L'organisation humanitaire Médecins Sans Frontières (MSF) a officialisé le licenciement de dix-huit de ses employés au Tchad, accusés d'agressions sexuelles sur des réfugiées soudanaises. Cette annonce a été rendue publique lundi 15 juin. Les faits reprochés se seraient déroulés dans des camps ou des zones d'accueil de personnes déplacées par la guerre qui sévit au Soudan voisin.

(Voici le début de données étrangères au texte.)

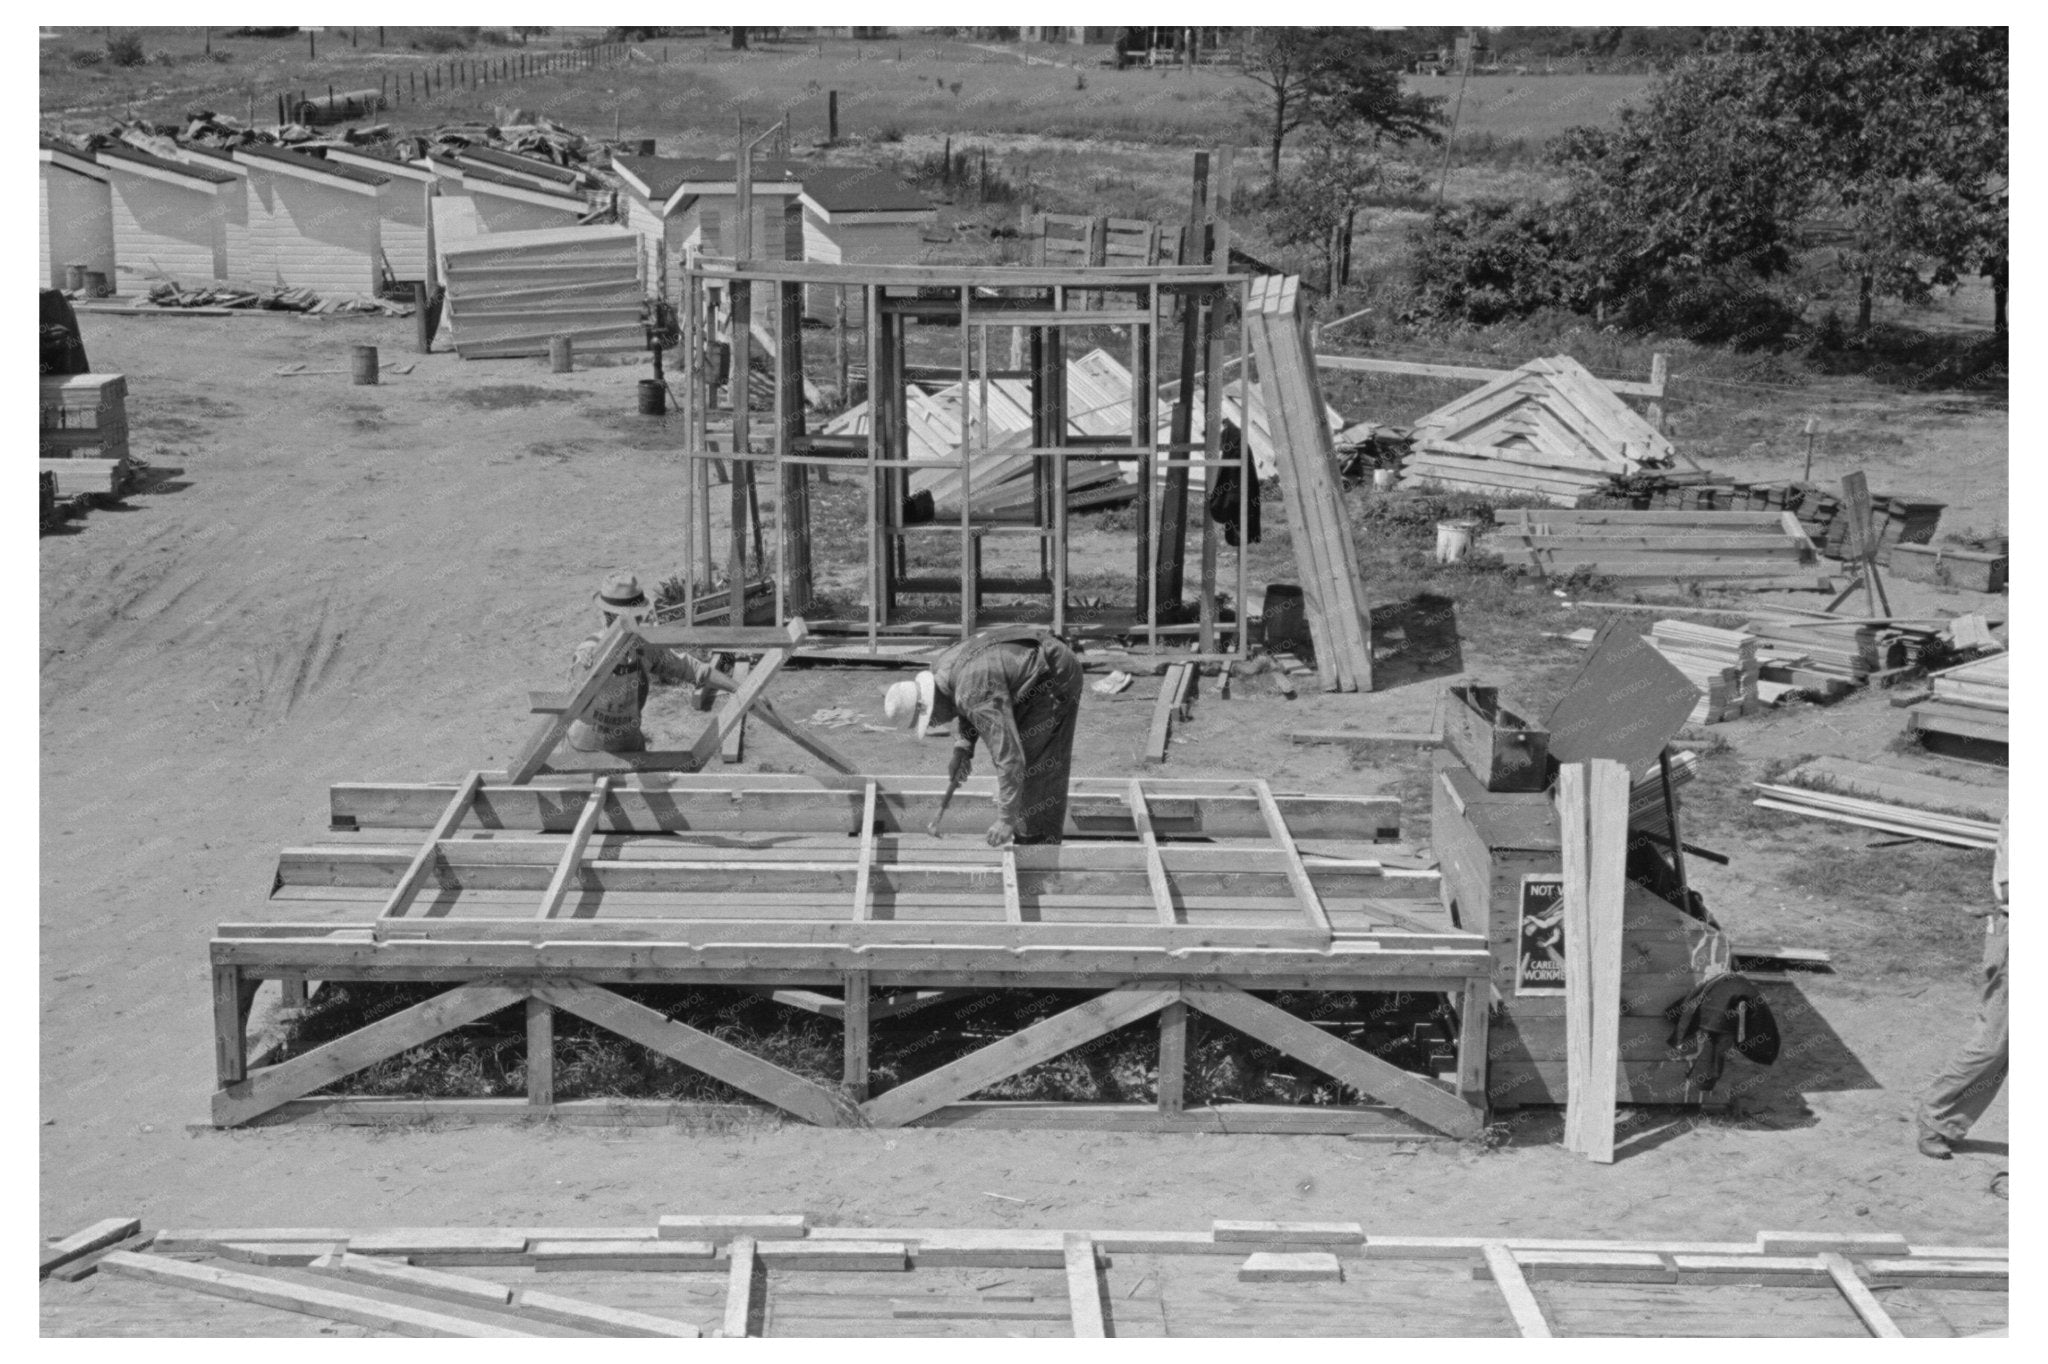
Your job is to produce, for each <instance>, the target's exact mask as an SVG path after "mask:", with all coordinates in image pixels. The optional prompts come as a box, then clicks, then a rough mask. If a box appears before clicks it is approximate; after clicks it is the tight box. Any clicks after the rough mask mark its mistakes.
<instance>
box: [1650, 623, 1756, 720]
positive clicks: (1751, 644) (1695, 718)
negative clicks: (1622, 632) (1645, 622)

Des accusations graves dans un contexte humanitaire tendu
Selon les informations communiquées par l'ONG, les agents concernés sont accusés d'avoir commis des violences à caractère sexuel sur des femmes ayant trouvé refuge dans l'est du Tchad. Cette région fait face à un afflux massif de populations fuyant les combats et les exactions au Soudan depuis le début du conflit en 2023. MSF, qui y mène des opérations d'aide médicale d'urgence, a précisé avoir diligenté des enquêtes internes avant de prendre la décision de renvoi. Les mesures disciplinaires auraient été immédiatement appliquées.
Procédure et suites judiciaires
L'organisation a indiqué que ces licenciements s'inscrivent dans le cadre de sa politique de tolérance zéro en matière d'abus et d'exploitation sexuels. Les informations recueillies par les enquêteurs internes ont été transmises aux autorités tchadiennes compétentes, a-t-on appris de source proche du dossier. Toutefois, à ce stade, aucune information n'a été communiquée sur l'ouverture éventuelle de poursuites pénales par la justice du Tchad. MSF a également souligné avoir mis en place des dispositifs d'accompagnement pour les victimes présumées.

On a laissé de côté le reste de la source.